Malaise and remedy of binary boson-star initial data
Thomas Helfer, Ulrich Sperhake, Robin Croft, Miren Radia, Bo-Xuan Ge,, Eugene A. Lim

TL;DR
This paper investigates the limitations of using simple superpositions for initial data in boson-star collision simulations and proposes a modification to improve physical accuracy across various exotic compact objects.
Contribution
It identifies the unphysical artefacts caused by naive superposition of boson-star spacetimes and introduces a simple initial data modification to mitigate these issues.
Findings
Plain superposition leads to significant unphysical artefacts.

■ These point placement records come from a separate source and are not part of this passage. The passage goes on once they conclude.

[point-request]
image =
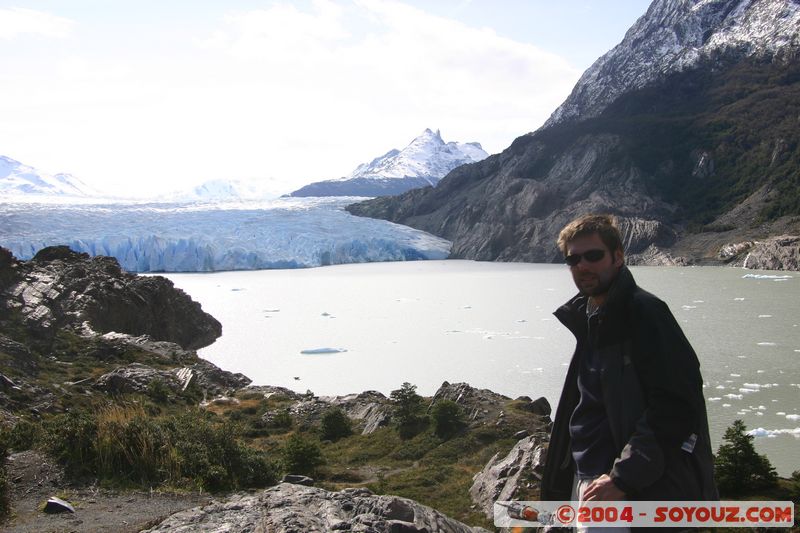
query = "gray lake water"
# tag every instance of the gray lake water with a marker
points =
(350, 328)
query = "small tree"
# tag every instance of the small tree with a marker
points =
(335, 425)
(301, 455)
(738, 467)
(407, 409)
(447, 418)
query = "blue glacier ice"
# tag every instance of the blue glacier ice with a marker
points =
(282, 233)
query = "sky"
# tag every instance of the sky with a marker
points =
(145, 97)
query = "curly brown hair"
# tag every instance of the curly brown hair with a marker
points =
(603, 225)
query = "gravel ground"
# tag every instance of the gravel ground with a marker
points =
(35, 478)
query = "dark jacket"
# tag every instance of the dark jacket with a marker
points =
(653, 394)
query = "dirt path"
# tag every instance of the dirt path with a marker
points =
(34, 478)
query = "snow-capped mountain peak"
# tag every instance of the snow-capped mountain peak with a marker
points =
(674, 35)
(19, 179)
(427, 157)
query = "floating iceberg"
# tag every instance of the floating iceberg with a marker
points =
(284, 233)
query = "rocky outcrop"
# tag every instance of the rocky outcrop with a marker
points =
(673, 36)
(654, 256)
(661, 132)
(512, 477)
(289, 508)
(777, 253)
(479, 405)
(60, 288)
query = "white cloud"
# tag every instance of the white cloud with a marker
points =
(298, 94)
(18, 21)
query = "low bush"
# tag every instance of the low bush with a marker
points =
(301, 455)
(335, 425)
(738, 468)
(5, 504)
(447, 418)
(124, 445)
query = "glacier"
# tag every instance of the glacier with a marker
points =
(281, 233)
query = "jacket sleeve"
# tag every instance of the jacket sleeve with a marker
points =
(669, 375)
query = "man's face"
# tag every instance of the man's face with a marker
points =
(594, 278)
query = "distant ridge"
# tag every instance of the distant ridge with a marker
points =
(425, 161)
(19, 179)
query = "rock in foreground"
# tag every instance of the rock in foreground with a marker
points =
(290, 508)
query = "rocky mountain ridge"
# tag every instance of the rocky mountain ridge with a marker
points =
(78, 335)
(425, 161)
(702, 157)
(674, 36)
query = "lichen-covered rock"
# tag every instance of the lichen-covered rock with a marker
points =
(654, 256)
(135, 378)
(479, 405)
(60, 288)
(776, 253)
(503, 477)
(289, 508)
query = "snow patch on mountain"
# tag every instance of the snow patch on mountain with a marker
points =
(674, 35)
(283, 233)
(425, 161)
(17, 179)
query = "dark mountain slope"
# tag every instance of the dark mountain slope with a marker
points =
(711, 149)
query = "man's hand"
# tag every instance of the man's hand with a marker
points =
(602, 489)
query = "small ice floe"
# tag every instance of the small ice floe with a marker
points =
(773, 277)
(772, 433)
(320, 351)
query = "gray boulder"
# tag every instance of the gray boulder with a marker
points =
(289, 508)
(509, 477)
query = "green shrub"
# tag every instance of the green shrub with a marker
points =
(335, 425)
(447, 418)
(738, 467)
(24, 435)
(123, 444)
(282, 419)
(407, 412)
(5, 503)
(70, 439)
(301, 455)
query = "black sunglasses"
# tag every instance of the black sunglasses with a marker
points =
(592, 256)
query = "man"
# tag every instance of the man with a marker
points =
(631, 422)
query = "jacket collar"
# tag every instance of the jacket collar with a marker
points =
(573, 313)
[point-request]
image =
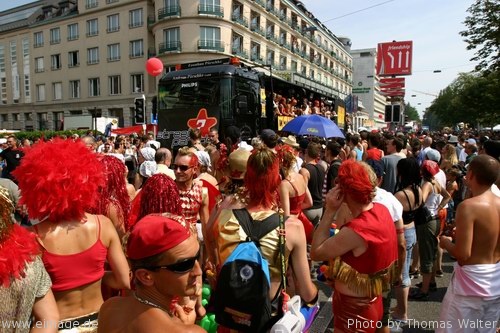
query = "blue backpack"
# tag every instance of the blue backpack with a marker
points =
(241, 297)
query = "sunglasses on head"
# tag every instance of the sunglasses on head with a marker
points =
(180, 267)
(183, 168)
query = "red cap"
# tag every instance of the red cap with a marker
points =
(431, 167)
(153, 235)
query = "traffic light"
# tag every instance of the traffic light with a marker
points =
(139, 110)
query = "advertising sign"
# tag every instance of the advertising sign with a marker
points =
(394, 58)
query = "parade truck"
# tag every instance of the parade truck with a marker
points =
(217, 94)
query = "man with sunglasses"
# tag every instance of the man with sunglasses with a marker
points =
(194, 198)
(167, 275)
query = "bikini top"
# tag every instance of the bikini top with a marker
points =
(70, 271)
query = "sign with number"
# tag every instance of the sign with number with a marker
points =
(394, 58)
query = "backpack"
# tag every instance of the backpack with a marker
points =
(241, 297)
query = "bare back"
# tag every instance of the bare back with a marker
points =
(478, 230)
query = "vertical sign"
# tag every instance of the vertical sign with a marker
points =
(394, 58)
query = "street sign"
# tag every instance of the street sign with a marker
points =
(394, 58)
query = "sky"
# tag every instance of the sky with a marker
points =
(432, 25)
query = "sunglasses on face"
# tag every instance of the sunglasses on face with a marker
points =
(181, 167)
(180, 267)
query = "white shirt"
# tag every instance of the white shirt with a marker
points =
(390, 202)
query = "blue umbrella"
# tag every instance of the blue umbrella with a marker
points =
(313, 125)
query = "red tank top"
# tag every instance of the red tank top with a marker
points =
(69, 271)
(296, 201)
(376, 227)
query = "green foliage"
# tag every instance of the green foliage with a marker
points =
(411, 112)
(472, 98)
(34, 135)
(483, 33)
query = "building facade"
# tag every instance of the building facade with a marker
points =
(60, 58)
(366, 87)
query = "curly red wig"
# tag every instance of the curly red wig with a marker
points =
(262, 177)
(59, 180)
(355, 182)
(115, 189)
(160, 195)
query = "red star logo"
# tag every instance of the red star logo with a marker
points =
(202, 122)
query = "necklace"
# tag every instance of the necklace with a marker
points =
(145, 301)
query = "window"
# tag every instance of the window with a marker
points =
(210, 39)
(40, 92)
(91, 4)
(136, 48)
(55, 62)
(237, 43)
(137, 82)
(135, 18)
(74, 89)
(171, 38)
(73, 31)
(94, 87)
(73, 59)
(57, 90)
(115, 85)
(113, 22)
(113, 52)
(93, 56)
(55, 36)
(92, 27)
(39, 65)
(38, 39)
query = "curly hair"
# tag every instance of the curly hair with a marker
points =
(59, 180)
(354, 181)
(262, 177)
(115, 189)
(160, 195)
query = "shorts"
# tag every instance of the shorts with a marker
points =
(427, 244)
(82, 324)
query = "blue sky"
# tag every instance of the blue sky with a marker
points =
(432, 25)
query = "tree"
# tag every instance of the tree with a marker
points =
(411, 113)
(483, 33)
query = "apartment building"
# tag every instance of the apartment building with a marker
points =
(78, 57)
(366, 87)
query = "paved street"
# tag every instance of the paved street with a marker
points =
(421, 313)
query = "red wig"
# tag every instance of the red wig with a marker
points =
(115, 189)
(355, 182)
(159, 195)
(59, 180)
(262, 177)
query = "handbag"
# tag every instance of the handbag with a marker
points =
(423, 215)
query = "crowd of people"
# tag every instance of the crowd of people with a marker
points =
(119, 234)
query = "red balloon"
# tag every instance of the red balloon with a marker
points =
(154, 66)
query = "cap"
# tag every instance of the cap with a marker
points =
(155, 234)
(238, 163)
(471, 141)
(431, 167)
(267, 134)
(291, 141)
(433, 155)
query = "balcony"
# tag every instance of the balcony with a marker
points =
(238, 18)
(174, 46)
(211, 45)
(215, 10)
(169, 11)
(241, 53)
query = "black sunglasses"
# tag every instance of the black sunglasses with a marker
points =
(183, 168)
(180, 267)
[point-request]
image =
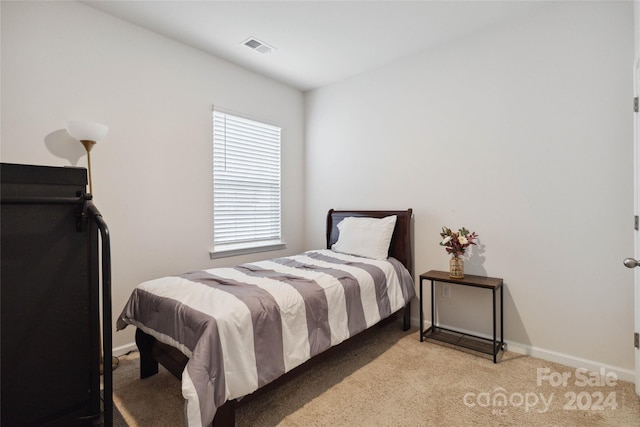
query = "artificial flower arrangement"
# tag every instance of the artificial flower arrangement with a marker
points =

A simple modification improves the physical realism of initial data.
The vulnerability is likely universal across exotic compact systems.
Abstract
Through numerical simulations of boson-star head-on collisions, we explore the quality of binary initial data obtained from the superposition of single-star spacetimes. Our results demonstrate that evolutions starting from a plain superposition of individual boosted boson-star spacetimes are vulnerable to significant unphysical artefacts. These difficulties can be overcome with a simple modification of the initial data suggested in [PRD 99 (2018) 044046] for collisions of oscillatons. While we specifically consider massive complex scalar field boson star models up to a 6th-order-polynomial potential, we argue that this vulnerability is universal and present in other kinds of exotic compact systems and hence needs to be addressed.